AppHarvest, which plans to build the world's biggest greenhouse later this year in Morehead, Kentucky, will complete its listing transaction via Novus Capital Corp., a so-called special purpose acquisition company, or SPAC, that is already listed on the tech-focused exchange. Gross proceeds from the deal are expected to hit $475 million, AppHarvest said, taking the implied market value of the tie-up between it and Novus to around $1 billion.
"We are excited to transition AppHarvest to a public company and raise nearly a half a billion dollars in the process,” said AppHarvest CEO Jonathan Webb. “This will allow us to pursue our mission of transforming agriculture. A mission that’s become even more important since the global pandemic exposed how a rapidly increasing reliance on imports jeopardizes food security."

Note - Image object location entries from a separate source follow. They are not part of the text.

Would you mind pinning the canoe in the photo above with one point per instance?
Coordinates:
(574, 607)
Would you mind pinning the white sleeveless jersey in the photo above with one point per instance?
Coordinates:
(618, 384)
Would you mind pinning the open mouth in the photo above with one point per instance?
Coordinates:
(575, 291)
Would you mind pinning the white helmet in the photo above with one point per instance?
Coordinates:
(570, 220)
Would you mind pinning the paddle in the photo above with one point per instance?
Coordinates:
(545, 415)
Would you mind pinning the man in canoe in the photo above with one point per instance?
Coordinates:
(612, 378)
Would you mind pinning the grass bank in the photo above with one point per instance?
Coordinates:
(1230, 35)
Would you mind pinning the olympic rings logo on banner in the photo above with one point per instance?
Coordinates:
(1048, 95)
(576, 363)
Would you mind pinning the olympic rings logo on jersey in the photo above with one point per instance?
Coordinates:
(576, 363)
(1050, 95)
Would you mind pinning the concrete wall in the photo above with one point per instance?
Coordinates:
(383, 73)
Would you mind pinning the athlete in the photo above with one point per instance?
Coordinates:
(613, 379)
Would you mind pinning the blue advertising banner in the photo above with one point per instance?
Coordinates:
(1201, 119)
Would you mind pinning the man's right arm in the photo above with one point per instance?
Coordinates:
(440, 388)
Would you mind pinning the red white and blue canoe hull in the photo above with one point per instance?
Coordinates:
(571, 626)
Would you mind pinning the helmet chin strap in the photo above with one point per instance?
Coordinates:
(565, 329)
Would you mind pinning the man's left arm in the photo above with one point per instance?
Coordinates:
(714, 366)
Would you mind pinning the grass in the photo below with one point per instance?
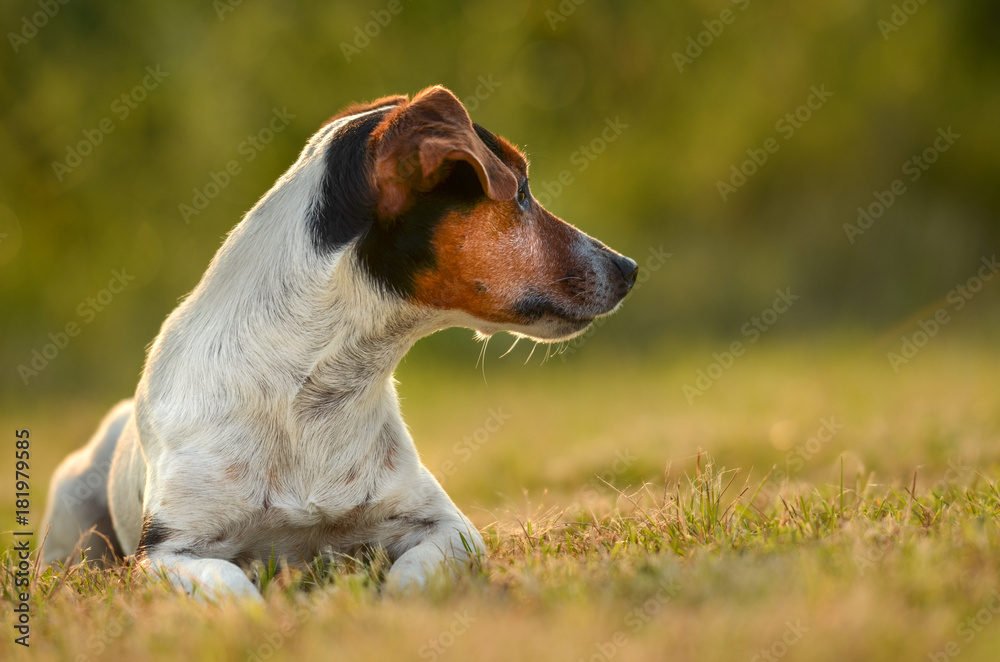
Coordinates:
(625, 523)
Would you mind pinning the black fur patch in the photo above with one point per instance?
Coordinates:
(392, 252)
(346, 203)
(153, 535)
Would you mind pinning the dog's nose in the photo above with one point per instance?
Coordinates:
(628, 268)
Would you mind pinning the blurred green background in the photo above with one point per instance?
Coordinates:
(549, 75)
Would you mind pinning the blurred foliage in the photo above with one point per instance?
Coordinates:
(557, 72)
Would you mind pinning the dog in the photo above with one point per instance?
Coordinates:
(266, 422)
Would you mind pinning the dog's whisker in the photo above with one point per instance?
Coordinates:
(482, 356)
(532, 353)
(517, 339)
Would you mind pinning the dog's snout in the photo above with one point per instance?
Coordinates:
(628, 268)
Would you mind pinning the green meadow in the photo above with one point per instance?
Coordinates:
(784, 446)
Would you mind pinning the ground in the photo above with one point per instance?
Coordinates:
(812, 503)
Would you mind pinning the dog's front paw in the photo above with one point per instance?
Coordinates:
(409, 575)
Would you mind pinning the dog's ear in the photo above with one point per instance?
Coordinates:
(416, 144)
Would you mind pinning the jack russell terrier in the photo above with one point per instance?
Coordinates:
(266, 422)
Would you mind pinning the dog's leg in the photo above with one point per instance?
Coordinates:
(446, 549)
(78, 499)
(442, 539)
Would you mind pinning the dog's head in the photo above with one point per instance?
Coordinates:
(444, 217)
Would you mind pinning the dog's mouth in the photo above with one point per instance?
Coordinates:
(549, 320)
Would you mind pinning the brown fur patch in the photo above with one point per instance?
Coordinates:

"We now know that, to build a more resilient food system that meets our growing population demands, we must immediately start building controlled environment agriculture facilities, as these farms use far fewer resources to grow far more produce," he added. "We believe that this partnership with Novus Capital is a transformative transaction which will allow us to both rapidly scale our agriculture facilities, in pursuit of our goal to redefine American agriculture, and build the country’s AgTech capital within Appalachia."
Novus Capital shares were marked 26.2% higher in early trading following news of the AppHarvest merger to change hands at $12.72 each.

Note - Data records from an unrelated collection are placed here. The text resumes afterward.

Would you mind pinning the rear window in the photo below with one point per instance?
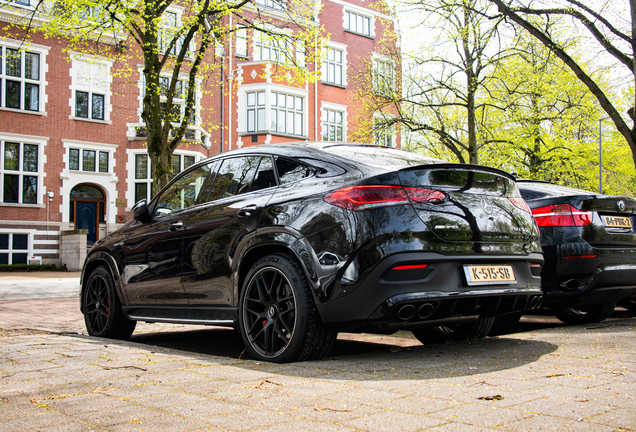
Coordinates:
(530, 191)
(381, 156)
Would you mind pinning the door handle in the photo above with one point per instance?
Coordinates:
(247, 210)
(176, 226)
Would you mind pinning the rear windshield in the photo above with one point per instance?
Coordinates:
(382, 157)
(530, 191)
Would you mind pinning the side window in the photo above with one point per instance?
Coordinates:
(235, 177)
(289, 171)
(265, 176)
(183, 193)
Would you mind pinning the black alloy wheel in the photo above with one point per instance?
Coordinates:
(584, 315)
(102, 310)
(278, 319)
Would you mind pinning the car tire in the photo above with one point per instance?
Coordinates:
(474, 330)
(278, 319)
(505, 324)
(629, 304)
(586, 315)
(102, 309)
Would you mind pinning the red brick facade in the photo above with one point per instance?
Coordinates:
(66, 142)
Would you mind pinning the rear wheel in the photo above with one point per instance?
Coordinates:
(474, 330)
(278, 319)
(505, 324)
(584, 315)
(102, 309)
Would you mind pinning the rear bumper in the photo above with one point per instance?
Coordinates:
(608, 277)
(438, 295)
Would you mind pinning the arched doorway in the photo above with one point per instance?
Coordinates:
(88, 209)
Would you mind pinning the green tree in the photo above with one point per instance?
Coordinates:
(611, 30)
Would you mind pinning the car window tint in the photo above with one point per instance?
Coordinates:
(289, 171)
(235, 177)
(183, 193)
(207, 183)
(265, 177)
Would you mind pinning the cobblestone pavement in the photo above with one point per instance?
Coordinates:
(568, 378)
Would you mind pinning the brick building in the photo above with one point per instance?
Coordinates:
(72, 139)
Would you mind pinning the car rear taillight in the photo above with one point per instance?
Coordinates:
(561, 215)
(520, 203)
(359, 198)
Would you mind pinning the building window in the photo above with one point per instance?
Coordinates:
(176, 163)
(383, 132)
(168, 30)
(178, 101)
(241, 42)
(143, 177)
(20, 79)
(332, 67)
(383, 81)
(286, 114)
(14, 248)
(256, 111)
(91, 86)
(87, 159)
(271, 47)
(20, 162)
(357, 23)
(87, 103)
(276, 4)
(332, 125)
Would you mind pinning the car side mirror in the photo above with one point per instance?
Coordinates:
(140, 211)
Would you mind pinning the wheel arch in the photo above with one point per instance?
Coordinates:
(97, 260)
(285, 244)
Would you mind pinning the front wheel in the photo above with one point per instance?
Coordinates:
(474, 330)
(584, 315)
(102, 309)
(278, 319)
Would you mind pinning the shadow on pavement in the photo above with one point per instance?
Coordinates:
(413, 362)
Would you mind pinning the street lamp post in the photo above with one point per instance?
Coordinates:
(600, 154)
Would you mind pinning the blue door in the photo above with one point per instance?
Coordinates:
(86, 218)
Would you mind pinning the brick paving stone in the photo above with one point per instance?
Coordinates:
(565, 378)
(390, 421)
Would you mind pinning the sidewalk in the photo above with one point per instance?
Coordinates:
(569, 378)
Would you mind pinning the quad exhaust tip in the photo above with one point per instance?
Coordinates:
(408, 311)
(536, 302)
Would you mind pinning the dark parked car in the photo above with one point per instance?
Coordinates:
(292, 243)
(589, 245)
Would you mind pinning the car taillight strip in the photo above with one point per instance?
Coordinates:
(561, 215)
(580, 256)
(364, 197)
(410, 267)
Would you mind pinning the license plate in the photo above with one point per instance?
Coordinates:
(489, 275)
(617, 221)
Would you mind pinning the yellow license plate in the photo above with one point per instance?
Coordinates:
(489, 274)
(617, 221)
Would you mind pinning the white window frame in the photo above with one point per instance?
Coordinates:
(327, 62)
(92, 75)
(269, 90)
(23, 139)
(379, 80)
(42, 51)
(326, 107)
(387, 137)
(131, 169)
(10, 251)
(359, 12)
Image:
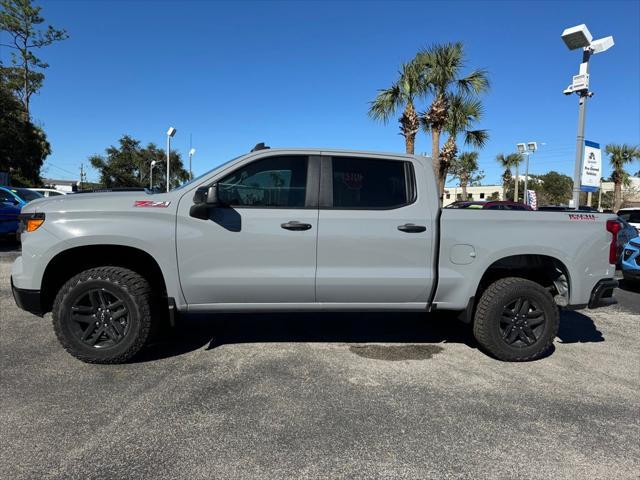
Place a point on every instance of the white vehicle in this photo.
(48, 192)
(631, 216)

AppHarvest, which includes board members such as home living style icon Martha Stewart and Impossible Foods CFO David Lee and Hillbilly Elegy author J.D. Vance, completed their last round of funding in early August, raising $28 million to take their pre-listing total to around $150 million.
AppHarvest is looking to drive more sustainable farm production techniques in order to compliment delivery into the U.S. food system by reducing both the greenhouse emissions needed to transport produce and eliminating the need to stress local water supplies.
Located within what the company says is a one-day's drive to around 70% of the American population, the Morehead, Kentucky base will first hire around 300 workers and aims to improve its first access to fresh non-GMO fruits and vegetables by early next year.